You can see how then each proposition of your argument must be supported by adequate evidence. I don’t intend to carry the illustrations further.

The amount of evidence you produce will be governed largely by where the burden of proof lies. That is rather a mysterious expression and often debaters spend a great deal of energy in trying to shift or dodge something they are not quite sure about, but they are sure it is something awful. It is really a very simple thing—its meaning is only that he who asserts must prove. If I say a certain thing is so, I must prove it. I cannot expect or ask you to prove that it is not so. Do you see the point? If you say it is 444 miles from Pecatonica to Readville, you must prove it is just 444 miles. You must bring up a surveyor or a table of distances of recognized authority or show in some authoritative way that you are correct. If you have made the definite statement you must prove it in a way equally definite—it’s no concern of mine to show that it is 445 miles or only five miles.

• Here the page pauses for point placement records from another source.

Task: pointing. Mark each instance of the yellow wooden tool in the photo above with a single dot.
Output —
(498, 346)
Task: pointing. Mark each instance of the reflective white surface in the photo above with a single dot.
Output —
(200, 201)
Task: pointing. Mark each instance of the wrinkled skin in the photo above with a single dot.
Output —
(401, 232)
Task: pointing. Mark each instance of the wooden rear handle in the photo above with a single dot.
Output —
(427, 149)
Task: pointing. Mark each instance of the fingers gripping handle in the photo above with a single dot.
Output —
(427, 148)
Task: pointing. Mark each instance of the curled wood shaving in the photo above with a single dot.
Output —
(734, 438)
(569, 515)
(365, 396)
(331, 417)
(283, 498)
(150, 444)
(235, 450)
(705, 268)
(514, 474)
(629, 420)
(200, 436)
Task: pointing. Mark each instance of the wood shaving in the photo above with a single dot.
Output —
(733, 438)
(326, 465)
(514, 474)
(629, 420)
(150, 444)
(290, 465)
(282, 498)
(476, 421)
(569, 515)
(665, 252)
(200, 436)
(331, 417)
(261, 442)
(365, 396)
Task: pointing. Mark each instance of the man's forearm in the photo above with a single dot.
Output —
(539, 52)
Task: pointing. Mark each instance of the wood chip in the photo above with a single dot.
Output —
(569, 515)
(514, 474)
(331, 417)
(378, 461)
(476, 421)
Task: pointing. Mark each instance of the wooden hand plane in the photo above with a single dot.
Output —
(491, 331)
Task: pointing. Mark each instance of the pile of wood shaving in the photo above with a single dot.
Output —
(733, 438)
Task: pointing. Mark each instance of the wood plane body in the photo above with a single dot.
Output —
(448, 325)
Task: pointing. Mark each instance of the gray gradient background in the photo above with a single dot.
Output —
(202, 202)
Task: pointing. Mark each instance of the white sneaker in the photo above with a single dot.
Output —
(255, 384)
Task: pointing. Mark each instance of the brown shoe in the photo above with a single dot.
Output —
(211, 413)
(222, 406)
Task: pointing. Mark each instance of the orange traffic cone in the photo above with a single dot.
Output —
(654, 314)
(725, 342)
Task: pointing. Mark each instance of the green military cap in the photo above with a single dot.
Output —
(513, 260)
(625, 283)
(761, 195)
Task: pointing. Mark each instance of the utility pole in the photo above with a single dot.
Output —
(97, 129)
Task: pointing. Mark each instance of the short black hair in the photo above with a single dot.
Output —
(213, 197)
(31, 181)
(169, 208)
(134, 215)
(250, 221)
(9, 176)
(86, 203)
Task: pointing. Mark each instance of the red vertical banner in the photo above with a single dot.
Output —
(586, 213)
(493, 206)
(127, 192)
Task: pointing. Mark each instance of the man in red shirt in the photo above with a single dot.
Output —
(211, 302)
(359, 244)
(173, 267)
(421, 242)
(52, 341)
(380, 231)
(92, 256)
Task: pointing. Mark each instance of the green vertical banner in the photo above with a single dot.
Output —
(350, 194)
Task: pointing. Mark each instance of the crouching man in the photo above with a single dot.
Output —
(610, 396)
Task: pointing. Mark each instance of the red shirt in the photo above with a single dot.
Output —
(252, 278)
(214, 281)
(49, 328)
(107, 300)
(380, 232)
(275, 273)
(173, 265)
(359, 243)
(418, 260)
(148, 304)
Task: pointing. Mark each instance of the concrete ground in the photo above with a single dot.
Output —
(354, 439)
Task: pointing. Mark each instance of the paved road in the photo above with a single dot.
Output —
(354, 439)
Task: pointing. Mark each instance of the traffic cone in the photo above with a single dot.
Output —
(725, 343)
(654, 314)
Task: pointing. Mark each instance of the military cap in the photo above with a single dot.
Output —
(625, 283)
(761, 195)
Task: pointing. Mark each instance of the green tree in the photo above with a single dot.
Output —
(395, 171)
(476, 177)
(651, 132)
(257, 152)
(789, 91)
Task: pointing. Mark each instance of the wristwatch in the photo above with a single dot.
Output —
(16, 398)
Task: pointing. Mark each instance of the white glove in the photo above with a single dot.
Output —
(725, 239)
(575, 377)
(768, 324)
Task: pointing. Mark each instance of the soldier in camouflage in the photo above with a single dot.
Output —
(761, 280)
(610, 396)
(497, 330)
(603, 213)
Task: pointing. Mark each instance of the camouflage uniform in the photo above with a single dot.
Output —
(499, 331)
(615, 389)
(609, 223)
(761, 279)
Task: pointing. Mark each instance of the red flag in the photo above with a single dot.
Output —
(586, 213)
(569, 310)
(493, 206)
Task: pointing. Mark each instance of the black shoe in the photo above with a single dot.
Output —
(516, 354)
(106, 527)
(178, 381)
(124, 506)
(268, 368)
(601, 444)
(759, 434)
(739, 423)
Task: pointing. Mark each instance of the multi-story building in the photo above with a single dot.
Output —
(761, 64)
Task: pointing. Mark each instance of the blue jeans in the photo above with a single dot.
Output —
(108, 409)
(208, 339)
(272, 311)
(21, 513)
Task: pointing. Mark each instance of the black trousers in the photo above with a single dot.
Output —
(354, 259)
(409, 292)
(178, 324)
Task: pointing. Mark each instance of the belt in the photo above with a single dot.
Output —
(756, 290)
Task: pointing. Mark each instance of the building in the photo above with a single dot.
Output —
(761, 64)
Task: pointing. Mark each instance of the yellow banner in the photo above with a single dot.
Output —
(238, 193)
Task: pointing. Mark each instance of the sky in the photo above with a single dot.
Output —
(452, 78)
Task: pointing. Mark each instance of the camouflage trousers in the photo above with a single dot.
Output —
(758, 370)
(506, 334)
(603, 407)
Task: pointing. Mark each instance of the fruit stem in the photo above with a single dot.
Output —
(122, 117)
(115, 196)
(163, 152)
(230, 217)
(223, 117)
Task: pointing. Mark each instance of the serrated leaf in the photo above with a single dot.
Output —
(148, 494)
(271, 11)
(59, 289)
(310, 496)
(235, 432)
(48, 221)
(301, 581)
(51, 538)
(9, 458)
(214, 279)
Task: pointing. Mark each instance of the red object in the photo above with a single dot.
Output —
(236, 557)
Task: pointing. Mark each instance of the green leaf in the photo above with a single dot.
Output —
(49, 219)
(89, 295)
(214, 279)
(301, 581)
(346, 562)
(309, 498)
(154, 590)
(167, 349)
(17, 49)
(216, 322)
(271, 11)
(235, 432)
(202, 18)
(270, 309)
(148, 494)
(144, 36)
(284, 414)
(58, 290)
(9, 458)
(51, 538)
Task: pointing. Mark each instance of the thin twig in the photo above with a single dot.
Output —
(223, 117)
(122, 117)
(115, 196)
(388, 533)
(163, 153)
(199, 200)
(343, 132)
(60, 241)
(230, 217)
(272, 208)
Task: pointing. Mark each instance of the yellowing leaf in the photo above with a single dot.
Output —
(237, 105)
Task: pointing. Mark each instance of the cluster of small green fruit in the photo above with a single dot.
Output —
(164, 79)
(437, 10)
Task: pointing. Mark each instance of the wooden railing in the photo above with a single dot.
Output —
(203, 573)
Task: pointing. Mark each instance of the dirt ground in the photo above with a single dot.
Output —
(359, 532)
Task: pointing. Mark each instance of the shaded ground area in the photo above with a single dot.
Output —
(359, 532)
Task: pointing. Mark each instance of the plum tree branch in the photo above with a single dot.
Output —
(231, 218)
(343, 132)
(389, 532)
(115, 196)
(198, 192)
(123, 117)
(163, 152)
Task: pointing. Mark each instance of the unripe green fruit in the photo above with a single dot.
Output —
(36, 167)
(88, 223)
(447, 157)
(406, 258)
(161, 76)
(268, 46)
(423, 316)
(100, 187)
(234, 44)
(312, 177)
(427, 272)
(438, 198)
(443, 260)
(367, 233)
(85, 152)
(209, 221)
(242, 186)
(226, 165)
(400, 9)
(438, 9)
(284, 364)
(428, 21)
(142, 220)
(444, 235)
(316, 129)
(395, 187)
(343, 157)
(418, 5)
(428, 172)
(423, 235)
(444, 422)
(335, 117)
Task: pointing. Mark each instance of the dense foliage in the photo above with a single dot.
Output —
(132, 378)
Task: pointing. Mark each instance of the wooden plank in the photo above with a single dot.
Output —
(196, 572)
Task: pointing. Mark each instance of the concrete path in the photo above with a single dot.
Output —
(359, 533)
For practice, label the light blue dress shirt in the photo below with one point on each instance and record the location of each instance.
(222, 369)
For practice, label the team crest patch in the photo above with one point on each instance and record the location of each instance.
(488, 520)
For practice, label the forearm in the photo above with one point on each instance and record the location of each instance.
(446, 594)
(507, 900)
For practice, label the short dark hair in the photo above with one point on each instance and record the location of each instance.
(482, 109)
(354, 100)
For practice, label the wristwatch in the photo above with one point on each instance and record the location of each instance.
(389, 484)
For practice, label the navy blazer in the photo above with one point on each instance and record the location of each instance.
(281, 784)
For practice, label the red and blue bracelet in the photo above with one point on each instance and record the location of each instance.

You will notice that this brief contains two classes of arguments—one which seems to anticipate possible contentions of the other side and the other which brings forward positive and direct contentions. The first class can best be catalogued as rebuttal and refutation and will be considered in the next chapter.

Some arguments, however, although of the nature of refutation of possible positions of your opponents may often be well introduced in the beginning of your main argument. For example, Proposition I: “Child labor is unnecessary for there is an ample supply of adult labor entirely adequate to the demands of factory work” is practically an answer to a possible argument of your opponent that child labor is necessary because some mills could not run without it. Suppose he had prepared himself with an elaborate argument to prove his position and you had knowingly or unknowingly anticipated his effort and established the opposite, he would find himself in a very awkward position. He would talk to an audience—or judge—already convinced by your arguments, or he would be compelled at least to destroy the force of your arguments before he could hope to implant his own in their place.

I only refer to this class of argument to show how your brief will contain the full body of your argument so that you will have all your tools ready and sharpened for your use. When you actually get to work, you may not use all of them after all. But if you find your opponent presents a tough, knotty problem for you to saw, your implement is ready. If it is only a pine lath of course a very different tool may be ample. But you will be ready and as you grow experienced in debate your facility will be shown in the ease with which you select now this, now that tool, or discard both of them.

CHAPTER IX
REFUTATION

Not only will your careful analysis of the question formulate your own argument, but it will prepare you to refute that of your opponent. Put just as much care into this part of your preparation as into any other. State to yourself his probable points just as strongly and clearly as you can. If you can put his case better than he, when you come to your refutation, so much the better, provided you are equipped to answer adequately. Of course you can’t spend time enough to answer every point he has made—make up your mind which are the essential ones and strike at them. This selection will be comparatively simple if you have properly analyzed your question in the first place, but will be impossible if you have slighted that part of your work.

Do not be misled, however, into thinking that refutation itself is easy or of slight importance. It is neither. It calls for the exercise of all of your skill in selecting the essentials and ignoring the non-essentials. The young debater, moreover, is often impaled upon one or the other horn of the dilemma—too much or too little. If you see no side of the case but your own, your beautifully constructed argument may fall to pieces when your opponent, perhaps using some unpretentious fact which you, in your innocence, had entirely overlooked, knocks out the keystone of your arch of logic and your structure falls to ruin. On the other hand, you may demolish one after the other of your opponent’s positions and yet present no counter claims for your own side of the case. If you prove your opponent to be all wrong, you do not thereby prove yourself all right. You must establish your own position and not content yourself merely with destroying that of your enemy—you must be constructive as well as destructive.

Here again the analogy between debate and the later debate of life runs close and sure. The man who in the activity of his group—whether his lodge, his club, his society, his church, his city, or his State—has nothing but criticism to offer is of but little value. It is easy to say “you can’t, you can’t.” Such a statement is as valueless as it is easy.